Coach Hank Stram (with trophy) and proprietor Lamar Hunt (left) constructed their 1969 roster with 13 gamers from HBCUs, together with receiver Otis Taylor (second from left). Taylor was the favourite goal for quarterback Len Dawson (proper).

That change was lengthy overdue, and it may need been even longer within the making if not for competitors between the rival professional leagues.
The AFL’s debut in 1960 meant 10 new franchises in skilled soccer and an inflow of 350 obtainable roster spots. That yr, 57 Black gamers suited up for NFL groups, and 46 Black gamers joined the AFL. 

From one season to the subsequent, the variety of Black athletes in professional soccer had greater than doubled. Much more dramatic? The variety of gamers from HBCUs almost tripled, from 10 to 29.  

The AFL was seeking to take a chew out of the NFL’s maintain on American soccer followers, and the upstart league used integration as a aggressive benefit.

Possibly the AFL was extra progressive; perhaps the league simply had frequent sense. Both method, when AFL groups actively recruited Black expertise, NFL groups needed to sustain, and professional soccer as a complete received higher for it. 

Corridor of Fame linebacker Willie Lanier helped lead the Chiefs to 2 of the primary 4 Tremendous Bowls.
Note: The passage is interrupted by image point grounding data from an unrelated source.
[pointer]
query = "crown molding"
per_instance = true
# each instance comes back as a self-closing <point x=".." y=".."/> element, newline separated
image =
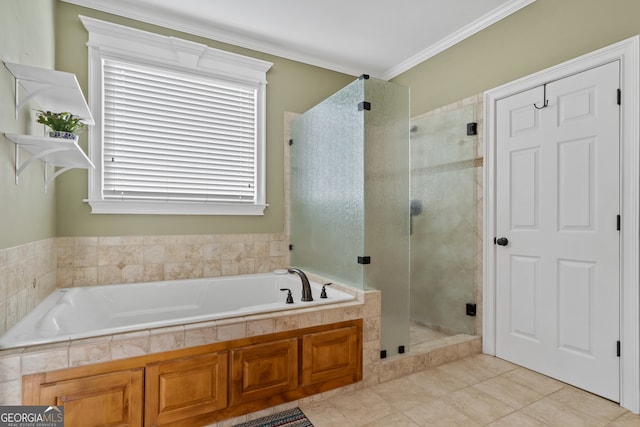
<point x="465" y="32"/>
<point x="158" y="17"/>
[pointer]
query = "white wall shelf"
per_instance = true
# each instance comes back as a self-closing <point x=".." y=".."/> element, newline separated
<point x="58" y="92"/>
<point x="53" y="90"/>
<point x="58" y="152"/>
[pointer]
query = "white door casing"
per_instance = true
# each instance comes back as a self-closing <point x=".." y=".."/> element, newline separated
<point x="627" y="52"/>
<point x="557" y="200"/>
No crew in that period rode the winds of change higher than the Kansas Metropolis Chiefs, who threw down a marker choosing Buchanan, a dominant defensive deal with out of Grambling State, with the No. 1 total choose within the 1963 AFL Draft. 
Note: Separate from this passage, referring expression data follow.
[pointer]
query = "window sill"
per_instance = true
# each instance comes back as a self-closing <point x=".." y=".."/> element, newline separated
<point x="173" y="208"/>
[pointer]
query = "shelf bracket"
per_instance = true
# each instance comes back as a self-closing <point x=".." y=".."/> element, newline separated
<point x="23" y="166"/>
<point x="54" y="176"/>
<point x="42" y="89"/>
The next yr, NFL franchises drafted 23 gamers from HBCUs.  

The competitors between the leagues didn’t finish with dueling drafts, although. Signing these draftees was one other process totally, and the Chiefs discovered an edge for the AFL throughout their recruitment of Taylor, who would grow to be an All-Professional huge receiver. 

In November 1964, each the Chiefs and the Philadelphia Eagles picked Taylor of their respective drafts. To land Taylor and different HBCU prospects, Kansas Metropolis sought a go-between who knew the gamers and their faculty packages — somebody who might earn their belief. 

Enter Lloyd Wells.  
Wells, a graduate of HBCU Texas Southern, was working as a sportswriter on the Houston Informer, town’s Black weekly newspaper. He’d gotten to know Taylor and his household whereas masking the soccer program at close Prairie View A&M. 
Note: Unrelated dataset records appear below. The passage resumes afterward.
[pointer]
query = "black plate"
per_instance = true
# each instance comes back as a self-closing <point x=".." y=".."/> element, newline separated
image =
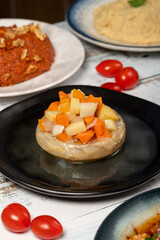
<point x="24" y="162"/>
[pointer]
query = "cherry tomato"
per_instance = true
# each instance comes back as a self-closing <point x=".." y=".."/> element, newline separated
<point x="109" y="68"/>
<point x="46" y="227"/>
<point x="112" y="86"/>
<point x="128" y="78"/>
<point x="16" y="217"/>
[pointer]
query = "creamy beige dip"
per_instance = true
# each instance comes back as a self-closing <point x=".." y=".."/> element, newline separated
<point x="120" y="21"/>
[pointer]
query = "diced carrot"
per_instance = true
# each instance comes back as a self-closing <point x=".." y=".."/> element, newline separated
<point x="53" y="106"/>
<point x="91" y="98"/>
<point x="88" y="120"/>
<point x="40" y="123"/>
<point x="78" y="94"/>
<point x="63" y="137"/>
<point x="84" y="137"/>
<point x="64" y="105"/>
<point x="62" y="119"/>
<point x="99" y="127"/>
<point x="106" y="134"/>
<point x="63" y="95"/>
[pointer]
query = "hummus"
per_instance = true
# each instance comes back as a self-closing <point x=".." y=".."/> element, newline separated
<point x="120" y="21"/>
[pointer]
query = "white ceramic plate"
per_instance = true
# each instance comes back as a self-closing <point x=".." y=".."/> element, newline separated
<point x="80" y="19"/>
<point x="69" y="57"/>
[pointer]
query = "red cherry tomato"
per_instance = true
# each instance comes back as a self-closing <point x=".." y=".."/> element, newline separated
<point x="46" y="227"/>
<point x="128" y="78"/>
<point x="16" y="217"/>
<point x="112" y="86"/>
<point x="109" y="68"/>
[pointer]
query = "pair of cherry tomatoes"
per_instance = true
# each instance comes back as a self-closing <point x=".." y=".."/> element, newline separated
<point x="16" y="218"/>
<point x="125" y="78"/>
Lloyd Wells, pictured at decrease left carrying Chiefs coach Hank Stram off the sector with Otis Taylor (89), turned the primary full-time Black scout in AFL historical past. Taylor was the Chiefs’ big-play risk, scoring 60 TDs in his profession from 1965 to 1975.​​​​

The Chiefs noticed the worth Wells’ relationships might deliver and employed him as a part-time scout.  
After the ‘64 NFL Draft, the league invited Taylor to a celebration in Dallas for its latest alternatives. The gathering was a ploy to signal draftees earlier than they might negotiate with AFL groups. 

Wells knew this, so he tracked down the resort the place the NFL had stashed Taylor and Prairie View teammate Seth Cartwright.  
Posing as a author from Ebony journal, Wells talked his method inside, discovered Taylor and Cartwright, and snuck them out of the resort late at night time. From there, they drove to an airport in Fort Price and flew to Kansas Metropolis, the place each gamers signed contracts. 

The Vikings had been favored 12 factors in Tremendous Bowl IV, however the Chiefs helped the upstart AFL rating its second consecutive upset of the NFL.

That’s how Wells went from part-time to full-time with the Chiefs and have become the primary full-time Black scout in AFL historical past. It’s additionally how Wells helped Kansas Metropolis construct that period’s Blackest roster in professional soccer.

That’s the squad that spanked the Vikings 23-7 in Tremendous Bowl IV.

That’s the squad with 13 Black gamers from HBCUs that introduced collectively fathers and brothers and sons and cousins, from Grambling to Tennessee State to Southern.
That’s the squad that modified the sport.